Texas Department of Public Safety Lt. Christopher Olivarez told CNN that all of those killed were in the same fourth-grade class. The killer “barricaded himself locking the door and just started shooting the kids and the teachers inside that classroom,” Olivarez said.
Police and others responding to the attack circled the school breaking windows to allow students and teachers to escape. Officers eventually burst into the classroom and killed Ramos.
The bloodshed was the latest in a seemingly endless series of massacres at churches, schools, shops and other sites across the country. Just 10 days earlier, 10 black people were gunned down in a racist rampage at a supermarket in Buffalo, New York.
In a somber address to the nation, President Joe Biden pleaded for Americans to “stand up to the gun lobby” and enact tougher restrictions, saying, “When in the name of God are we going to do what must be done ? But the prospects for national gun regulatory reform looked bleak. Repeated attempts over the years to expand background checks and enact other restrictions have been met with Republican opposition in Congress.
On social media in the days and hours leading up to the massacre, Ramos seemed to hint that something was about to happen.
On the day he bought his second gun last week, an Instagram account that investigators said apparently belonged to him bore a photo of two AR-type rifles. Investigators are also looking at an account on TikTok, possibly belonging to the shooter, with a profile that reads: “Kids Are Scared IRL”, an acronym meaning “in real life”.
Officers found one of the rifles in Ramos’ truck, the other in the school, according to lawmakers’ briefing. Ramos was wearing a tactical vest but there were no reinforced armor plates inside, lawmakers said. He also dropped a backpack containing magazines full of ammunition near the entrance to the school.
One of the firearms was purchased from a federally licensed dealer in the Uvalde area on May 17, according to State Senator John Whitmire, who was briefed by investigators. Ramos bought 375 rounds the next day, then bought the second rifle on Friday.

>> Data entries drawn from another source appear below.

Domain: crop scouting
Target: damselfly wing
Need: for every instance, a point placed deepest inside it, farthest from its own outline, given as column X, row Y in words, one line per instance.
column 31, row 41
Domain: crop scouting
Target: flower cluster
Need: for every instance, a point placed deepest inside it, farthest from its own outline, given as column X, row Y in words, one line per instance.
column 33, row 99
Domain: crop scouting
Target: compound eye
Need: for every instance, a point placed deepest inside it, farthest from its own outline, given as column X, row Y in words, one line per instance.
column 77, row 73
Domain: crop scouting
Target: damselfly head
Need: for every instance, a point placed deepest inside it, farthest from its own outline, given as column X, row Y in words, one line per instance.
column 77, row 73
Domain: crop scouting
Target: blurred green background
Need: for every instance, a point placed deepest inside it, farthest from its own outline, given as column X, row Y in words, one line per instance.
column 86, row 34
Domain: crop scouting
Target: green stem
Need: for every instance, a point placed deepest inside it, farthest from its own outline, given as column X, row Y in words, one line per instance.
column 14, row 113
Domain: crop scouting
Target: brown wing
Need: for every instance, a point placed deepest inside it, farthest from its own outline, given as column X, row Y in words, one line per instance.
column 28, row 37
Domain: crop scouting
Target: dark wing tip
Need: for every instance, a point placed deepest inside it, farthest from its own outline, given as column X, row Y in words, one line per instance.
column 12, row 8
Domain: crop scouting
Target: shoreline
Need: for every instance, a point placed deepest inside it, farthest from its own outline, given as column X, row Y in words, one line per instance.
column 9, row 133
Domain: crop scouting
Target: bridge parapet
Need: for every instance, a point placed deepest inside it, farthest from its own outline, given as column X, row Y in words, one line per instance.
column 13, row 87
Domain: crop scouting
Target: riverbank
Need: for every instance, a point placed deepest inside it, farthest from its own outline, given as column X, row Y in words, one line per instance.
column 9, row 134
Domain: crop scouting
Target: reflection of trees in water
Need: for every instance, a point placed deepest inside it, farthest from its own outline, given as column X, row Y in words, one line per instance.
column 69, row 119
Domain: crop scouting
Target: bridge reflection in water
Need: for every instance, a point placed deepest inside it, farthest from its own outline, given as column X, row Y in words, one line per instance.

On Tuesday morning, Ramos shot and injured his grandmother in her home, then left. Neighbors called police when she staggered outside and saw she had been shot in the face, Department of Public Safety spokesman Travis Considine said.
Ramos then crashed his truck through a railing on school grounds, and an officer from the Uvalde School District exchanged gunfire with him and was injured, Considine said. Ramos went inside and exchanged more shots with two arriving Uvalde officers who were still outside, Considine said. These officers were also injured.
Dillon Silva, whose nephew was in a nearby classroom, said students were watching the Disney movie “Moana” when they heard several loud noises and a bullet shattered a window. Moments later, their teacher saw the attacker walk through the door.
“Oh, my God, he has a gun!” the professor yelled twice, according to Silva. “The teacher didn’t even have time to lock the door,” he said.